The datasets were inspected and the results were ranked on the basis of median fold change compared to vehicle-treated rats using two bioanalytical platforms, Polar LC/MS and GC/MS (van der Greef, et al., J. Proteome Res. 4:1540-59 (2007)).
Sarcosine was identified as the analyte with the largest median fold change caused by either drug and measured on both bioanalytical platforms. At the end of the day treatment period, the median fold change in plasma sarcosine abundance resulting from daily treatment with 300 mg/kg fenofibrate relative to treatment each day with the vehicle was 4.25 as measured by the Polar LC/MS platform and 3.74 as measured by the GC/MS platform. At the end of the 28-day treatment period, the median fold change in plasma sarcosine abundance resulting from daily treatment with 15 mg/kg MPC-1 relative to treatment each day with the vehicle was 6.51 as measured by the Polar LC/MS platform and 5.83 as measured by the GC/MS
platform. The good agreement of the results across both platforms and both compounds is consistent with the elevation of plasma sarcosine being a general result of treatment of a mammal with a PPARa agonist.

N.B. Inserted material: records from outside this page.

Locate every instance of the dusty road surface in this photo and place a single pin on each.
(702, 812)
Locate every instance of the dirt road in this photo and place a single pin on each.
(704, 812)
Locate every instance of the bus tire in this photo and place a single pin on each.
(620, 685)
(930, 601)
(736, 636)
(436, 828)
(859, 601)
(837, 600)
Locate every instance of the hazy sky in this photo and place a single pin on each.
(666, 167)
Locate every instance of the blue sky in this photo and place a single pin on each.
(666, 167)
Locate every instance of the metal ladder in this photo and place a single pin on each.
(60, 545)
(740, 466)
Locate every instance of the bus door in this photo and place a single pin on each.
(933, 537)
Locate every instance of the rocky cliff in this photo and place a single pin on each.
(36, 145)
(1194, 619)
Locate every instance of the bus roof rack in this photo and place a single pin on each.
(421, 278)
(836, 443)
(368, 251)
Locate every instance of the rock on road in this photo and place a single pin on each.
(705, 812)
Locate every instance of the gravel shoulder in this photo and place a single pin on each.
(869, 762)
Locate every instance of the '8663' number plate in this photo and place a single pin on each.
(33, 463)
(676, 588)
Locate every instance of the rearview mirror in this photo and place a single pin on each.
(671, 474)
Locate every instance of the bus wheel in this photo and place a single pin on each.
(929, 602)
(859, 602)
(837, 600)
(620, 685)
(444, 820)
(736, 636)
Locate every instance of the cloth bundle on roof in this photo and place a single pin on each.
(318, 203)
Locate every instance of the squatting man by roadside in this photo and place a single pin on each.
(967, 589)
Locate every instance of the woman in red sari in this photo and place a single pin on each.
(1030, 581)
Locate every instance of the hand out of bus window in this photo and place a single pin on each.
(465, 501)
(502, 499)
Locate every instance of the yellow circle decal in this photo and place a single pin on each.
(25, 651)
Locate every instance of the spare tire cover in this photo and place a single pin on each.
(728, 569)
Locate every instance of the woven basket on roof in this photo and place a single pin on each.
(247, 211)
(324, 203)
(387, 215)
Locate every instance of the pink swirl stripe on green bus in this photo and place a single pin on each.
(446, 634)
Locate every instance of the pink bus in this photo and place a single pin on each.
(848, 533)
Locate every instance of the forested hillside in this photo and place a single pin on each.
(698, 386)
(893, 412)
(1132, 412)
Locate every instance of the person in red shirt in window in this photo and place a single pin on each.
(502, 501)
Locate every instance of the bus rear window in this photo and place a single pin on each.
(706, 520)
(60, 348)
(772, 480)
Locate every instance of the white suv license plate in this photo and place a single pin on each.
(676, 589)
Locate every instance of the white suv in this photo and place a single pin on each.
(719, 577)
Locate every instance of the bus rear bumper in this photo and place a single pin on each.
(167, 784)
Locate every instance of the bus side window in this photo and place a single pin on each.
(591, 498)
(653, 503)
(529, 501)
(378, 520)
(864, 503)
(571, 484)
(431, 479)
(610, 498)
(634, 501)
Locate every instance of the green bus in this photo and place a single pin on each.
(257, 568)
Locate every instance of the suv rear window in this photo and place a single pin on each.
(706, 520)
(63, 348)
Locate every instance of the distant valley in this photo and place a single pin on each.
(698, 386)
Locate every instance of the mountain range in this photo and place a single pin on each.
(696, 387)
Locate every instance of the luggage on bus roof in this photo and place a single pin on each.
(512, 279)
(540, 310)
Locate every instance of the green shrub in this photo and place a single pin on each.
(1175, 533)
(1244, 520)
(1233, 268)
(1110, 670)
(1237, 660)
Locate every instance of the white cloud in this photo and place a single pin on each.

[0056] Treatment of rats for 28-days with fenofibrate at 100 mg/kg/day further demonstrated that the PPARa agonist effect on plasma sarcosine levels was a dose-dependent phenomenon.

[0057] The observed increases in plasma sarcosine levels resulting from administration of PPARa agonists are consistent with the levels of sarcosine required for substantial inhibition of the GLYT 1 glycine transporter and effective treatment of schizophrenia.

[0058] As the concentration of sarcosine in blood serum of normal human subjects is reported to be 1.59 1.08 M, such plasma median fold elevations of sarcosine concentration caused by the PPAR-alpha agonists would be consistent with a substantial inhibition of the GLYT1 glycine transporter. Such an inhibition of GLYT 1 would be expected to elevate glycine concentrations in the region of NMDA
receptors and increase NMDA receptor activation by the neurotransmitter glutamate.
In schizophrenic patients, and patients suffering from other psychiatric or neurological diseases or disorders associated with NMDA receptor hypofunction, the increased NMDA receptor activation would be expected to improve symptoms and prognosis.

[0059] Having described certain embodiments of the invention, it will be apparent to those of ordinary skill in the art that other embodiments incorporating the concepts disclosed herein may be used without departing from the spirit and scope of the invention. The described embodiments are to be considered in all respects as only illustrative and not restrictive.

What is claimed is:

Claims

1. A method of increasing sarcosine levels in a patient in need thereof, the method comprising activating peroxisome proliferator activated receptor type .alpha. (PPAR.alpha.) in the patient.

2. A method of promoting N-methyl-D-aspartate (NMDA) receptor activation in a patient in need thereof, the method comprising increasing sarcosine levels in the patient according to the method of claim 1.

3. A method of treating schizophrenia in a patient in need thereof, the method comprising promoting NMDA receptor activation in the patient according to the method of claim 2.

4. The method of claim 3, further comprising antagonizing dopamine D2 receptors in the patient.

5. A method according to any one of the preceding claims, the method comprising administering a compound selected from the group consisting of clofibrate, gemfibrozil, ciprofibrate, bezafibrate, fenofibrate, simfibrate, and clofibride, and pharmaceutically acceptable salts thereof.